体質的に油のニオイが合わないと言う人も少なくありません。

ニオイにたいしては、工業系の製造現場で働く以上、防ぐことは困難です。

 

体質的にどうしても合わない時は、部署を異動してもらうか、違う業種へ転職もありかもしれません。

 

 

でも、入社する前に1回くらいは現場を見せてもらっていると思います。

 

ということで、油のニオイ対策については、触れません。

油まみれを防ぐ方法についての事を紹介していきます。

 

私がNC旋盤の会社で働いていた時、新人ほど油まみれになっていました。
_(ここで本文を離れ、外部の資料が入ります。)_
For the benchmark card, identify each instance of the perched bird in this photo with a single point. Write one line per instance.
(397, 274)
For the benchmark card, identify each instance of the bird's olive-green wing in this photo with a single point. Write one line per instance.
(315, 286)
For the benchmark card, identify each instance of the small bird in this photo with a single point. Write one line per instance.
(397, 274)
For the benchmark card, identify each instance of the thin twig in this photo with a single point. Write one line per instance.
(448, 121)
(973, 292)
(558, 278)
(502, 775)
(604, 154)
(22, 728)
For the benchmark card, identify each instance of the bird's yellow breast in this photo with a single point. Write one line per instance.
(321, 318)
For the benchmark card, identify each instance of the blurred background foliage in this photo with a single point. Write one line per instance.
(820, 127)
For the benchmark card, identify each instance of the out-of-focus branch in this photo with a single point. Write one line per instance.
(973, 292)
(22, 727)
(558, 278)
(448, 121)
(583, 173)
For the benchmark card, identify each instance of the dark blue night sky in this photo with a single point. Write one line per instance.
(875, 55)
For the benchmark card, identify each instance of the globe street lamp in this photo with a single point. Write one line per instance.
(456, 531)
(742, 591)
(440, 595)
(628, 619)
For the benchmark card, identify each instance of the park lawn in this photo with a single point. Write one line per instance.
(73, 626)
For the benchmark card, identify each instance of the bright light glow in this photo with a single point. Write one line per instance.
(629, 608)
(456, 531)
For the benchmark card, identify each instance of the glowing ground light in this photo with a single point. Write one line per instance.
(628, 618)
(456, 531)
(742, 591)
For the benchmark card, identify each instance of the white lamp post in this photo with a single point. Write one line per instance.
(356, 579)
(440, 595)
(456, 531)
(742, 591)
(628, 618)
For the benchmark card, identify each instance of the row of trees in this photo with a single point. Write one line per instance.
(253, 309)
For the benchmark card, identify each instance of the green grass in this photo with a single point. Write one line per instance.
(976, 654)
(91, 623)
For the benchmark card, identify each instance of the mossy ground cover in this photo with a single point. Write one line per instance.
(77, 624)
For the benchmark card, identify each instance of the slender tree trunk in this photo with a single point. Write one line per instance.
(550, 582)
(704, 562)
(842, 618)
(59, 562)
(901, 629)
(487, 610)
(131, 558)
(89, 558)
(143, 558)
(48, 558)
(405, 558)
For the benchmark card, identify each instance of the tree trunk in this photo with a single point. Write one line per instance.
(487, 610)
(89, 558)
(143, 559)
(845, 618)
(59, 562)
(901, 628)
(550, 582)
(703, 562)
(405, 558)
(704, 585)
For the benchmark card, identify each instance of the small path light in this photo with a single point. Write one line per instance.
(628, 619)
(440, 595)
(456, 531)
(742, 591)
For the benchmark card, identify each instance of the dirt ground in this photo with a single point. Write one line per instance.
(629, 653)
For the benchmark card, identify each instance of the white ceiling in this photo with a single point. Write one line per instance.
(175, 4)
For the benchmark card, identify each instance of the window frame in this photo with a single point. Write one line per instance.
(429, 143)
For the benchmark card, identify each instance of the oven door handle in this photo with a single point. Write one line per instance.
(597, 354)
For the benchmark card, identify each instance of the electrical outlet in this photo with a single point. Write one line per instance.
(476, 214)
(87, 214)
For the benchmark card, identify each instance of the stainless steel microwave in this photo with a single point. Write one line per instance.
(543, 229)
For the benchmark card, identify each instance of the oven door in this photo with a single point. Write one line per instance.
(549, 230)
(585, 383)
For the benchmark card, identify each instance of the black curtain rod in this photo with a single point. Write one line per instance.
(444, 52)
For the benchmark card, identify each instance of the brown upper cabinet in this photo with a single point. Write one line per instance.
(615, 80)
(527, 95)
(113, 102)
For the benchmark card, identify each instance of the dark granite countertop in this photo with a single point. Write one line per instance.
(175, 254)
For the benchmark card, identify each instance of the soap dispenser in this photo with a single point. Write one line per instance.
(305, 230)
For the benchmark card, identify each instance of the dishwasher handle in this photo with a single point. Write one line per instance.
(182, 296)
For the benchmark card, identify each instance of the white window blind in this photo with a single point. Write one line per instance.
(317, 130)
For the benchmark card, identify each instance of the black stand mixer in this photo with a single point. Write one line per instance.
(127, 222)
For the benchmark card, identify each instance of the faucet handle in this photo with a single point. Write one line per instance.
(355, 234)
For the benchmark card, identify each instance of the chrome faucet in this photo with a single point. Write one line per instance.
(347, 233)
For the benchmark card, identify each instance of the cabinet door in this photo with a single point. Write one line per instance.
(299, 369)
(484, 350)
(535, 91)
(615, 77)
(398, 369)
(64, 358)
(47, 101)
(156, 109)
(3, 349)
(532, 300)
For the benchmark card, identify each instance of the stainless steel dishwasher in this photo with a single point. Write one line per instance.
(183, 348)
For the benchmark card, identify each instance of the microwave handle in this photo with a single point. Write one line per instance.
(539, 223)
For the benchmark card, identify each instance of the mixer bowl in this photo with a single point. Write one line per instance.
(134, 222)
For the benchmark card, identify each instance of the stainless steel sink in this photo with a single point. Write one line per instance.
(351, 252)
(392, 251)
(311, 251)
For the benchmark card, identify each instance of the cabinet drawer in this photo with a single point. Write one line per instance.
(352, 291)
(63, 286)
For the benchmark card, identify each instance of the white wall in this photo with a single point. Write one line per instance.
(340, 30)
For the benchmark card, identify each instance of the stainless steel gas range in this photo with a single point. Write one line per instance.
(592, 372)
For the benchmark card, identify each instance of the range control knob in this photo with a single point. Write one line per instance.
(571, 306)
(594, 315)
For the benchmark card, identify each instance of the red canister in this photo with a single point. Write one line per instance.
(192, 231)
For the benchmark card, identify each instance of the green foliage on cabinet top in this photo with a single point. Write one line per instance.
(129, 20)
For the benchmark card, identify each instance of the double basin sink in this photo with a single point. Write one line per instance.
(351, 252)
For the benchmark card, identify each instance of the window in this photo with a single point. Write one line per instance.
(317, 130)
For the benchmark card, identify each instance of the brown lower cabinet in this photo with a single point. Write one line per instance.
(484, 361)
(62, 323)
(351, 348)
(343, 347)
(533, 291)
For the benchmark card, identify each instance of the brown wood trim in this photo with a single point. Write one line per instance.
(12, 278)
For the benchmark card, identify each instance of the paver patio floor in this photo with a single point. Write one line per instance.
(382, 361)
これは『慣れ』もあるので、あまり油を被っていない先輩の動きを観察してみましょう。

 

旋盤は回転するモーターが必ずあります。

そこへ油が掛かり、モーターが回転すると、当然のように飛び散ります。

 

ただ、四方八方へ飛び散るかというと、そうでもありません。

 

回転する部分を観察して、どの様になった時に勢いよく油が飛び散るのか、どの角度だったら油をよけられるのか、身体で覚えていきましょう。

 

みんな初心者の時は、全身油まみれになり、そして技術を学んでいきます。

 

油まみれになりやすい作業はどんな時?

NC旋盤の現場で油汚れが付かないことは不可能です。

特に油で作業着が汚れてしまう時は以下の作業の時です。

 

  • 機械下のキリコ掃除をする時
  • 機械内のキリコを除去する時
  • 段取りをしている時

 

これらを知った上で、やはり先輩の動きや方法を見て身体で覚えていくしかありません。

 

早い人でも入社して1ヵ月くらいは、毎日油まみれになっている人がほとんどです。

 

しかし、何度も繰り返して、油が掛かりにくい動き、角度を身体で覚えてくると、自然と油まみれになる回数も少なくなってきます。

 

入社して技術を身に付けるのが早い人と、油まみれになりにくい人は、比例しています。

 

NC旋盤で作られる製品は、0.01mmの精度が必要なものもよくあります。

 

ハッキリ言って、肉眼では区別が付きません。

 

そして、測定する計器

マイクロメーター

これですね、ミツトヨ製が製造業界シェアナンバーワンなのは言うまでもありません。

 

この計器を使って(他にも複数のマイクロを使用)、繊細な測定をすることと、油が飛び散る機械の動きを読み取ることは、

全く違うようですが、同じことです。

 

観察力のある人は、油まみれにもなりにくいです。

 

もし、せっかく入社したNC旋盤の会社を辞めようかな。そう思った時は、入社直後と現在で油の汚れ方、変わっていませんか?

 

最近油まみれになる回数が減ってきた気がする。

そう感じていたら、それは

着実に技術が向上してきている証ですよ!

 

 

NC旋盤機の後ろへ運ぶ材料が重くて辛い!

NC旋盤は、一度段取り(機械セット)をすると、自動でどんどん同じ製品を作り続けます。

 

そのため、機械の後ろに乗せてある材料は、みるみる減っていきます。

 

特に1つの製品が長い製品だと、2mの材料でも、1時間で数本無くなってしまうことだってあります。

 

そこで、材料が切れて機械が止まってしまわない為に、常に機械の後ろ(自動給材機)に材料を乗せておく必要があります。

 

機械の台数が多いと、ホントに大変です。

しかし、そういう時は思い出して下さい!

 

材料運びは体力トレーニング

 

そう思って、材料を運ぶとあれほど重くて嫌だったことが、ちょっとしたウェイトトレーニングと思えてきませんか?

 

お金をかけずにトレーニングをしている。

 

そう思いながら材料を運んでいた私と当時の同僚は、例え重い鉄の材料でも、それほど苦と思わなくなりました。

 

材料運びがあまり苦痛と思わなくなってくると、次はどの機械がどれ位の間隔で材料が切れてくるか、感覚で覚えてきます。

 

これも、やっぱり慣れが必要です。

 

機械を多く使った職場で、一番のロスは

  • 機械と停めてしまう事

です。

 

ロスが減れば、売上が上がりいずれお給料へも反映されてきます。

 

NC旋盤が辛いと思った時のまとめ

これだけは覚えておいてください!

 

製造業で働いていくうえで、NC旋盤業で培った経験はどの分野へ行っても通用します

 

  • 設計をする時
  • 組立てをする時
  • デザインをする時
  • 製造関係をマネージメントする時

 

私が今まで会って来た多くの企業の人で、

この人は凄いな!

そう感じた人のほとんどは、旋盤加工の事を非常によく知っています。

 

また、画面や卓上だけの経験しかない人は、本当のもの作りの楽しさを知りません。

 

そして、心底

凄い!と感じたことは有りません。

 

たとえ1年間でもいいから、

製造業で今後も働いていくのでしたら、

 

極められなくてもいい。

ただ、基本的な事を知る為にもう少しNC旋盤ということを知ってみることをお勧めします。

 

それでも、やっぱり合わない。

 

そう感じる様でしたら、NC旋盤の知識と知恵を学んだうえで、次なるステップで頑張ってください。

 

必ず、あとで役に立つ時がやってきますよ。